By now, readers likely are familiar with the series of "retail hazardous waste" enforcement actions being brought across the state of California. For several years, various retailers have been targeted for coordinated, state-wide enforcement by local District Attorneys based on undisclosed, behind-the-scenes "dumpster audits." These businesses are then accused of disposing of hazardous waste in their trash. While these often are typical consumer items that receive little attention when disposed in ordinary household trash, when they are disposed by commercial enterprises, different rules apply as many consumer items are considered to be "hazardous waste" under California's unique hazardous waste laws.
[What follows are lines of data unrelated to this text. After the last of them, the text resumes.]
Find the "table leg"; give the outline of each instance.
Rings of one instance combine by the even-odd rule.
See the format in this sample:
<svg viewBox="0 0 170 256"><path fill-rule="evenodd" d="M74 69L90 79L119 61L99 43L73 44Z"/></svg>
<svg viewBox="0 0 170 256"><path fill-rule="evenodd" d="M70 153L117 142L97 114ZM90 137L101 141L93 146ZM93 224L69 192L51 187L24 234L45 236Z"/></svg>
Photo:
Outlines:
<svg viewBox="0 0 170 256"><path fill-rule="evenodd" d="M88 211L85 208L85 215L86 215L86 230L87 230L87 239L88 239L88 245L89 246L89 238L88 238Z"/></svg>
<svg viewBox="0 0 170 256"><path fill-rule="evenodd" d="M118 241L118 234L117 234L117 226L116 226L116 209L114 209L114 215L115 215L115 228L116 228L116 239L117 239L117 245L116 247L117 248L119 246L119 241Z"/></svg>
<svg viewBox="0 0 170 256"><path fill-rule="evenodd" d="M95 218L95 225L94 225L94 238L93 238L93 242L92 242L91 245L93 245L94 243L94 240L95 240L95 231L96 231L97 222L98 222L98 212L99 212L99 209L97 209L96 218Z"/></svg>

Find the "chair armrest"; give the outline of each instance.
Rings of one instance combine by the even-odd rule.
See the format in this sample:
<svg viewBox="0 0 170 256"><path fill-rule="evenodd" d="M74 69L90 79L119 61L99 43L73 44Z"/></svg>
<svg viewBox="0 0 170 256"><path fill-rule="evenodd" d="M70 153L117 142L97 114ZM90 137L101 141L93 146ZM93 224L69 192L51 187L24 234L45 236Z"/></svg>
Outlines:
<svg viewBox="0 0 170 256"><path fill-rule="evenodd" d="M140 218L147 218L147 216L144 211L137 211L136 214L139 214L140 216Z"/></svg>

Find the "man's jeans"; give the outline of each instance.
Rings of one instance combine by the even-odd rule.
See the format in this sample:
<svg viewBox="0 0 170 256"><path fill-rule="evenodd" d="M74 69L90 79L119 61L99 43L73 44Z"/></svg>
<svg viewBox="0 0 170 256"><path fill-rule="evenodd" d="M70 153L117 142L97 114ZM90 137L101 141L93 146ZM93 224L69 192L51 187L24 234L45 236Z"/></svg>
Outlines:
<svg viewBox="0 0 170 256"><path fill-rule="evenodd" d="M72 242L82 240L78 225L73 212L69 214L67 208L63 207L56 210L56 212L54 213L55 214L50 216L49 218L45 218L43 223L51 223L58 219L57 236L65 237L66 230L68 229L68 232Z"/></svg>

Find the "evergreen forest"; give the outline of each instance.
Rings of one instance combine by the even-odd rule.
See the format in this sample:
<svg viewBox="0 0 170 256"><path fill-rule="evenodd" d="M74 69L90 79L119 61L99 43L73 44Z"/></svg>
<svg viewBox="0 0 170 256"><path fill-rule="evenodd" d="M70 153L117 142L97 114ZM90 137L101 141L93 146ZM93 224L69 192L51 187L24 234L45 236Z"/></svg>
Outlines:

Thus, throwing away common items such as used aerosol cans, cosmetics and personal care products, cleaning and disinfection products (particularly prevalent since the start of COVID), small batteries and small consumer electronics (including key fobs and ear buds), and many other consumer products have led to multi-million dollar settlements with some of the state's major retailers. Often, items with just small amounts of residual material nonetheless fail to qualify as "empty" under California's particular regulatory definitions, precluding their disposal in the local landfill. These, along with many customer returns and other items that may be broken or leaking, must be managed as "hazardous waste." This requires the retailer to meet strict training, labeling and recordkeeping requirements, comply with strict time limits on how long items may be stored on-site, and follow hazardous waste manifesting and transportation procedures.

With penalties and other costs incurred, settlements (to date!) have ranged as high as $25 million, with settlements in the $10 million, $15 million and $20 million ranges being common. Targets so far have included: "big box" retailers; grocery stores; pharmacies; auto dealers and service centers; telecom providers; discount retailers; plus many others. Even thrift stores have come under scrutiny.1

Now, you can add the hospitality sector to the types of businesses receiving the attention of the District Attorneys. Late last week, a settlement of hazardous waste issues was announced with Ritz-Carlton, the high-end hotel and resort operator. Although Ritz-Carlton operates only a handful of properties in California, they paid one of the highest costs-per-facility, on a par with the auto dealers and service providers. Ritz-Carlton's alleged misdeeds? Transporting and disposing of "hazardous waste" at local landfills, including batteries, electronics, flammable liquids, cleaning agents and other "reactive, toxic and corrosive materials."

These investigations and settlements often come in waves of similar businesses, so the Ritz-Carlton settlement may signal more investigations of hotel chains are already underway. The Ritz-Carlton settlement is also noteworthy for the small number of California "facilities" involved. Significantly, this settlement suggests the District Attorneys are broadening their focus, both in terms of the mix of businesses they are investigating and in terms of the number of locations a company operates in California.

At this point, no sector of the consumer-oriented economy can afford to be complacent. If your business uses consumer products, consumer-type products, or any sort of "chemical" product in its daily operations, beware. You may be next! It may be time to review your California "hazardous waste" management programs, and not just from the company's headquarters. While many businesses have excellent hazardous waste management programs in place "on paper," execution of a well-designed hazardous waste program often falls by the wayside under real world conditions.

These enforcement actions start in the field, and that is where you should start your evaluation of the efficacy of your existing programs. Even the best program will fail if it is not properly executed in the field.